Les atteintes à la laïcité que l’on veut imposer

La loi de 1905 interdit les emblèmes religieux dans l’espace public qui symboliseraient une pseudo-unité de croyance collective. En divers lieux, cette interdiction n’est pas respectée. Il s’agit souvent de recatholiciser l’espace public, de redonner une identité religieuse officielle à la France. Passage en revue de ces entorses à la laïcité.

Texte publié le 21 avril sur le blog de Jean Baubérot.

 

La loi de 1905 interdit les emblèmes religieux dans l’espace public (statues, etc.) qui symboliseraient une pseudo-unité de croyance collective. En divers lieux, cette interdiction n’est pas respectée. La Libre-pensée engage alors des poursuites et, naturellement, gagne. Elle se trouve, de ce fait, en butte à des manifestations agressives de plus en plus violentes.

L’article 28 de la loi de séparation des Églises et de l’État énonce:

«Il est interdit, à l’avenir, d’élever ou d’apposer aucun signe ou emblème religieux sur les monuments publics ou en quelque emplacement public que ce soit, à l’exception des édifices servant au culte, des terrains de sépulture dans les cimetières, des monuments funéraires, ainsi que des musées ou des expositions».
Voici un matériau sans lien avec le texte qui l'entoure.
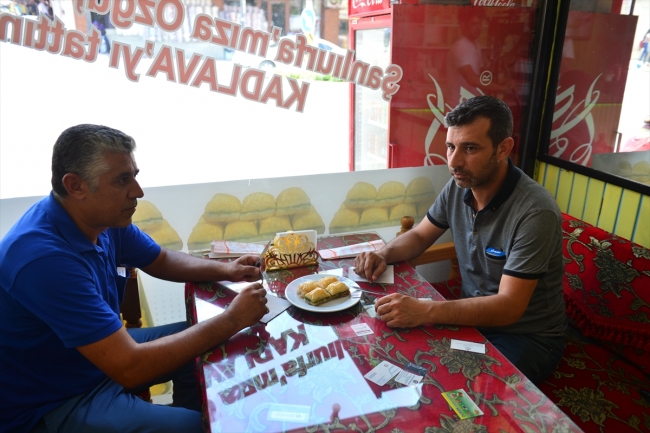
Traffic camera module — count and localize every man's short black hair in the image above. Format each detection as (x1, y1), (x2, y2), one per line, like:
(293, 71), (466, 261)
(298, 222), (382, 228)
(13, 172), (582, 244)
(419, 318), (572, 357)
(445, 95), (513, 147)
(52, 124), (135, 197)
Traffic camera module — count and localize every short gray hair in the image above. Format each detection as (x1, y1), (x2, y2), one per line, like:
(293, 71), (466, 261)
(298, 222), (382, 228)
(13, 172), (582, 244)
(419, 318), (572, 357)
(52, 124), (136, 197)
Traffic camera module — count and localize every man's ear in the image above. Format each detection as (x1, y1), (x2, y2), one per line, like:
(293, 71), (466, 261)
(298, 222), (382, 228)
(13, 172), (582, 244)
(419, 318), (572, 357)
(497, 137), (515, 161)
(61, 173), (88, 200)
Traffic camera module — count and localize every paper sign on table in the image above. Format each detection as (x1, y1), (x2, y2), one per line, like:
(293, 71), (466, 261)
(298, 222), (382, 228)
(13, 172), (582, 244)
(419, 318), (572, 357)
(208, 240), (265, 259)
(196, 281), (291, 323)
(266, 403), (311, 423)
(395, 370), (423, 386)
(442, 389), (483, 419)
(450, 339), (485, 353)
(318, 239), (386, 260)
(363, 361), (402, 386)
(348, 265), (395, 284)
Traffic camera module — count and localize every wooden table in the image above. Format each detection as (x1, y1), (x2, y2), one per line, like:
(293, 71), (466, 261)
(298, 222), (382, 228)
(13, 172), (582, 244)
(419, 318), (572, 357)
(186, 233), (580, 433)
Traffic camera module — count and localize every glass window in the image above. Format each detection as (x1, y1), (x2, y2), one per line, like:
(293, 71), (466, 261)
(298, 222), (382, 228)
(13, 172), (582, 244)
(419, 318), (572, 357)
(548, 0), (650, 185)
(0, 0), (350, 198)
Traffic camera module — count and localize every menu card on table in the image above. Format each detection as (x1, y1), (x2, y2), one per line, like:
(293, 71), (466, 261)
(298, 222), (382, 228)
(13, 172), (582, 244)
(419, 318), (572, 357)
(208, 240), (265, 259)
(318, 239), (386, 260)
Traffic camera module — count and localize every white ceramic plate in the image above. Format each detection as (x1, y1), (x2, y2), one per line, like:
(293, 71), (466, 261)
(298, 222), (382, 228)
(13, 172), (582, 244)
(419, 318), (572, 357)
(284, 274), (361, 313)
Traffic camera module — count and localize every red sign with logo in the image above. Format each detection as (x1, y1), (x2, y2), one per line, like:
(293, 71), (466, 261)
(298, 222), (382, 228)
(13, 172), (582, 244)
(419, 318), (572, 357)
(389, 2), (535, 167)
(548, 11), (645, 166)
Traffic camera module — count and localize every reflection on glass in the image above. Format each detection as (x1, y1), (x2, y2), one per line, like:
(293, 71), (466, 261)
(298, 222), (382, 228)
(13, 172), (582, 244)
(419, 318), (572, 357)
(548, 0), (650, 185)
(354, 28), (390, 170)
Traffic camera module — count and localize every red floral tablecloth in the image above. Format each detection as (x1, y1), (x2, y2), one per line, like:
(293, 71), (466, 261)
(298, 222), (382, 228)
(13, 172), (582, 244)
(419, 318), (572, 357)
(186, 233), (580, 433)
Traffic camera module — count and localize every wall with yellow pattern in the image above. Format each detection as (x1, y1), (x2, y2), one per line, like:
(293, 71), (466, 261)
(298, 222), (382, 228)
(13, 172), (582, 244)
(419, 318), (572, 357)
(537, 162), (650, 247)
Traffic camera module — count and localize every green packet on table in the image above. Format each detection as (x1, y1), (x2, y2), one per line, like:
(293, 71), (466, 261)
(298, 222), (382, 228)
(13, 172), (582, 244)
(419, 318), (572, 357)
(442, 389), (483, 419)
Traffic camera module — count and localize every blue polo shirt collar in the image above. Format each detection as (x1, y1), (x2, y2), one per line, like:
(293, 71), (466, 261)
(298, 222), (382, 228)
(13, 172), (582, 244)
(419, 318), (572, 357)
(463, 158), (521, 212)
(45, 192), (96, 253)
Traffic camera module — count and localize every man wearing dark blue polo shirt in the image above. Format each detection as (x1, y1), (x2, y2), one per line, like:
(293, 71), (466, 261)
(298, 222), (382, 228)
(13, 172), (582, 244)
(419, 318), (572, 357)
(355, 96), (566, 383)
(0, 125), (268, 433)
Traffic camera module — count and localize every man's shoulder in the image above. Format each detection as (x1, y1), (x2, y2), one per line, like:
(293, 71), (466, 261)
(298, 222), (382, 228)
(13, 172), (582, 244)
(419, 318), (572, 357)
(513, 173), (561, 216)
Cet article est significatif de l’esprit de la loi de 1905. L’interdiction de ces emblèmes religieux est une conséquence de la liberté de conscience: la communauté nationale est plurielle, elle comporte des personnes se référant à diverses religions… ou à aucune d’entre elles (ce qui est, aujourd’hui, légèrement majoritaire en France). Il est, du coup, impossible, au nom de la liberté de conscience, de symboliser cette communauté par des emblèmes religieux. Donc, indique Aristide Briand, rapporteur de la loi, on ne peut

«permettre aux conseils municipaux de se servir des places et des rues de nos villes et de nos villages pour affirmer leurs convictions religieuses sous l’aspect d’emblèmes ou de signes symboliques».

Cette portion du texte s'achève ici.